Pinned to the wall by her mother’s work table was a postcard photograph of the most beautiful woman in history, a great actress of silent film tragically dead at a young age of the 1919 influenza: Vera Kholodnaya, whose funeral cortege Musya’s mother had glimpsed from the very front of a curb, one of thousands of mourners thronging Odessa’s streets on that mournful occasion. Musya wanted to be exactly like this woman—except she would live. She’d live and thrive and be even more famous, more beautiful; she might even go to America like Anna Sten and make movies in Hollywood.
From an old page at the Jewish Museum website:
Vera Kholodnaya (August 30, 1893 – February 16, 1919) was the first Russian silent movie star. Although the majority of her films do not survive, she was once a ubiquitous presence in Russian movie theaters. By 1917, a new Kholodnaya feature was released every three weeks. Her meteoric rise to fame came to an abrupt halt when she died suddenly at the age of 25. While there is speculation surrounding the circumstances of her death, the official records state that she succumbed to the Spanish flu during the 1919 pandemic. Her funeral, which took place in Odessa, was attended by thousands and recorded for posterity. Ironically it is this role, performed in death, by which she is best remembered.

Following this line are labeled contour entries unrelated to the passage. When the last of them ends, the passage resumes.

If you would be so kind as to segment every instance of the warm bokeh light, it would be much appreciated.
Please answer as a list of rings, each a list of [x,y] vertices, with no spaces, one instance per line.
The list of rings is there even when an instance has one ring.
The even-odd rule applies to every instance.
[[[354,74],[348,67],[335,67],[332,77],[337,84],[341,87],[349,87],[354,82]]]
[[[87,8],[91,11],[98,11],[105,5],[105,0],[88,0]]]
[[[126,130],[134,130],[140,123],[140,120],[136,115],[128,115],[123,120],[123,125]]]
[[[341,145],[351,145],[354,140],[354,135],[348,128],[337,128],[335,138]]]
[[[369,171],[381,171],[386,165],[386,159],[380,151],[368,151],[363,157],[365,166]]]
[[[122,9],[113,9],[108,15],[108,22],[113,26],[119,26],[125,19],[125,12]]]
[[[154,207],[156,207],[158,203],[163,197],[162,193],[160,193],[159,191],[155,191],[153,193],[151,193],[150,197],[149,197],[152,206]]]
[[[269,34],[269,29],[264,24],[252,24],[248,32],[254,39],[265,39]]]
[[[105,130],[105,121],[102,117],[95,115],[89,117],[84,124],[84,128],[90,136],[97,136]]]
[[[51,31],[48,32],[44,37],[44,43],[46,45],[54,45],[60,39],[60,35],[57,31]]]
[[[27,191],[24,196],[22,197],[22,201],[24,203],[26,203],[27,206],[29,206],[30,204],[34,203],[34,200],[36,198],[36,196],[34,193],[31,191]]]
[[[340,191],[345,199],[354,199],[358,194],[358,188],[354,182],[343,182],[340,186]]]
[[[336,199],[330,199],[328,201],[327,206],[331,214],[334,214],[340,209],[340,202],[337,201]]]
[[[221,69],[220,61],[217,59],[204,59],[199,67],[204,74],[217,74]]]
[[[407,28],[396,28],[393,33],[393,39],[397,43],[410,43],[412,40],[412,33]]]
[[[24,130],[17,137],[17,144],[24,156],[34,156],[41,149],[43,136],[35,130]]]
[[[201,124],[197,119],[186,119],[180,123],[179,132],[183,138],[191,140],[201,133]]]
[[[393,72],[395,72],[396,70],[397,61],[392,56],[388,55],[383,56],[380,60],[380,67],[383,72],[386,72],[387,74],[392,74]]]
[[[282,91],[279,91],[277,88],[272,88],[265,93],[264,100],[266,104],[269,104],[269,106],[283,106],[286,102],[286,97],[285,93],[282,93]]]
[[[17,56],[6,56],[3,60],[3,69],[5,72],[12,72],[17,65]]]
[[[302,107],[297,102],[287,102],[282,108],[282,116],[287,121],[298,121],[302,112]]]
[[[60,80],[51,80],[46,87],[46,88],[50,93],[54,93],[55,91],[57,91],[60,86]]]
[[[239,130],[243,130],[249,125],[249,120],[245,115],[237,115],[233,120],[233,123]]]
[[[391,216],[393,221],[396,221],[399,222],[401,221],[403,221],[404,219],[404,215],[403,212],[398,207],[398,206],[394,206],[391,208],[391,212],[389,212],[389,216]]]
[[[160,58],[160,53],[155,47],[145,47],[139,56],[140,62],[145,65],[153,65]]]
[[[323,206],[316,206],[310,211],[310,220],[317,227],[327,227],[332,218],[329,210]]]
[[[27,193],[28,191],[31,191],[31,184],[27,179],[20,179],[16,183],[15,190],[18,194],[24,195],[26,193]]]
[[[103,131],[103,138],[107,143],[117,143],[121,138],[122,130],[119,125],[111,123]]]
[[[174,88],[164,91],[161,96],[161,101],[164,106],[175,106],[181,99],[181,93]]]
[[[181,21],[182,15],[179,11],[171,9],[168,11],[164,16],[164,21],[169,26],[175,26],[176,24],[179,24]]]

Anna Stein (Sten) lived to be 85. She was born in Kiev and made movies in the Soviet Union and Germany before Samuel Goldwyn decided to make her the next Greta Garbo and brought her to Hollywood in 1934. A few films later, she was being called “Goldwyn’s folly.” Not the career she deserved, but a good long life. She died in Manhattan.
Girl With a Hatbox, this silent film she made with Boris Barnet in 1927, is deservedly well known and very funny. The opening scenes in the snow are wonderful.